Over time the company has released figures regarding the cost of restoring the disrupted installations and the most recent figure disclosed by Chief Executive Officer Yog Mahadeo is US$3.5 million for repairs during the period January to June this year. These are staggering figures and Mr Mahadeo has provided an explanation as to just why the repairs are so costly in a separate story published in this issue of the Stabroek Business. He also made the point that consumers too, particularly business houses, suffer considerable loss of revenue during periods when their services are disrupted.
The police, GT&T says, have been cooperating with the company in an effort to bring the cable theft under control though, given the extensive cable build out, effective policing is impossible. GT&T itself has been incurring the additional cost of deploying its own security detail to assist in the policing function.
GT&T has also pointed to what appears to be a more sinister and equally costly and damaging dimension to the attacks on its installations.
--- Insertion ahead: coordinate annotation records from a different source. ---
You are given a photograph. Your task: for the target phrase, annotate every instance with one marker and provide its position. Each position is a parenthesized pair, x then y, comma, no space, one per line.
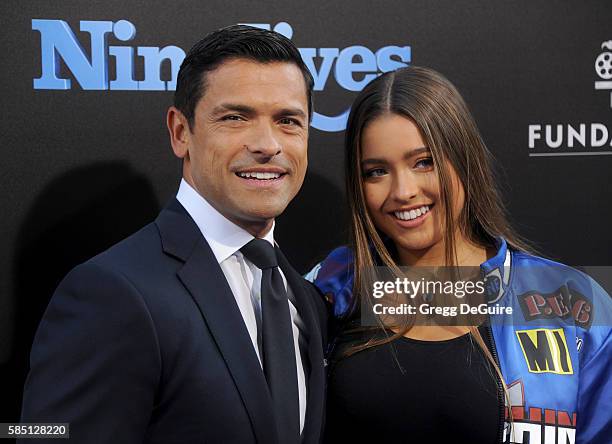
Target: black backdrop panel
(84,168)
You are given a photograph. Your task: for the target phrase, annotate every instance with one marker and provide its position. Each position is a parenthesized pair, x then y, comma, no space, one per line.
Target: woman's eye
(376,172)
(426,163)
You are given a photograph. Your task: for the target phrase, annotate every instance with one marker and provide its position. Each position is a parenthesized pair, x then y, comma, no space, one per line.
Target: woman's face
(401,186)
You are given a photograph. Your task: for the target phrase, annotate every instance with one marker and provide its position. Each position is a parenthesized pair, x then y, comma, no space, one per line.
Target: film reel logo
(603,68)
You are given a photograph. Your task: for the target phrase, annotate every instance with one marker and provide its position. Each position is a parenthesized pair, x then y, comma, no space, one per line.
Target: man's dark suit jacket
(145,343)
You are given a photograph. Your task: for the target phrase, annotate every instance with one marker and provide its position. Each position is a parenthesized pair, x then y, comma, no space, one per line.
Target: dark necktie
(278,347)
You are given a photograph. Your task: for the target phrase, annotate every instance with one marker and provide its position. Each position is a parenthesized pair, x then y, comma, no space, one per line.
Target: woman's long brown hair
(436,107)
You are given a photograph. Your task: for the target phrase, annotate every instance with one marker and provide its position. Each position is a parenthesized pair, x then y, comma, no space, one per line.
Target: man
(183,333)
The vandals, the company’s CEO told this newspaper last week, are, in many cases, turning their attention to the company’s fibre optic cable installations. Fibre optic cable has become, in some instances, a replacement for copper cable given its advantage of being able to carry a larger amount of bandwidth over a greater distance more quickly. Unlike copper cable which uses electronic pulses as its signal medium, fiber optic cable uses light pulses in various applications including telephone systems, cable television, medical and engineering technology and various other fields. The advantages of its use in Guyana’s growing ICT sector are readily apparent.
But fibre optic cable contains no copper and given the acquired expertise of local copper thieves they are only too well aware of this. This, of course, raises the question as to why GT&T’s fibre optic installations are being vandalized. During his interview with this newspaper Mr Mahadeo appeared decidedly reluctant to employ the word ‘sabotage’ in discussing the issue, though a recent example of destruction of fibre optic cable which he gave, leads to the inescapable conclusion that fibre optic cable is being targeted seemingly solely for the purpose of disrupting the telecommunications service. The case in point was one in which the vandals, having cut one end of the cable and having obviously discerned that there was no copper to be had, proceeded, nonetheless, to go to the trouble making a second cut, removing the entire section of the cable and carting it off.
This is not the first time that GT&T has drawn public attention to the damage to its fibre optic cable installation nor is it the first time that it has made the point that unlike in the case of copper cable theft, there is no monetary value to be derived from removing fibre optic cable. And even if GT&T itself is yet to make the point perhaps as forcibly as it should the mind boggles as to why, as appears to be the case, people would wish to cause deliberate disruption to the country’s telecommunications system given its strategic, commercial and domestic importance and given the high cost associated with repairing the damage. Here, the issue goes way beyond the costs to GT&T and to users of the telecommunications system and extends into the realm of the cost of such damage to the economy as a whole and even into the realm of national security. It is not a matter that the authorities should take lightly.